Più perplessi si dimostrarono i genitori di Sanem: "Ma perché andare a cercare un bambino in Congo? Anche qui in Turchia ci sono bambini abbandonati che hanno bisogno di una famiglia che li accolga."

"Perché Can ha un conto in sospeso laggiù...", rispose enigmatica Sanem

"Figliola non credi sia giunto il momento di dirci cosa gli è successo mentre era via? Perché ormai è chiaro come il sole che qualcosa deve essere accaduto..."

Sanem sospirò combattuta. Non aveva mai parlato della prigionia di Can, perché la considerava una cosa troppo intima e dolorosa e voleva rispettare la sua privacy, ma giunti a questo punto non aveva più senso tacere.

"Mentre era là, per il reportage, è stato fatto prigioniero e torturato... "
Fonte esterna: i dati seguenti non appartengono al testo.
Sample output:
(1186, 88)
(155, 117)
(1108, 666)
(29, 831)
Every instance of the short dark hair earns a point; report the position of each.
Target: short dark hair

"Oh in nome di Allah!" esclamò sua madre portandosi una mano davanti alla bocca, mentre sua padre rimase a fissarla inebetito.

"Per questo desideriamo adottare un bambino congolese, per dare una mano concreta a quel territorio devastato dalla guerra e poi sarebbe una sorta di risarcimento per quello che è capitato a Can... La sua sofferenza, in un certo senso, verrebbe ricompensata!"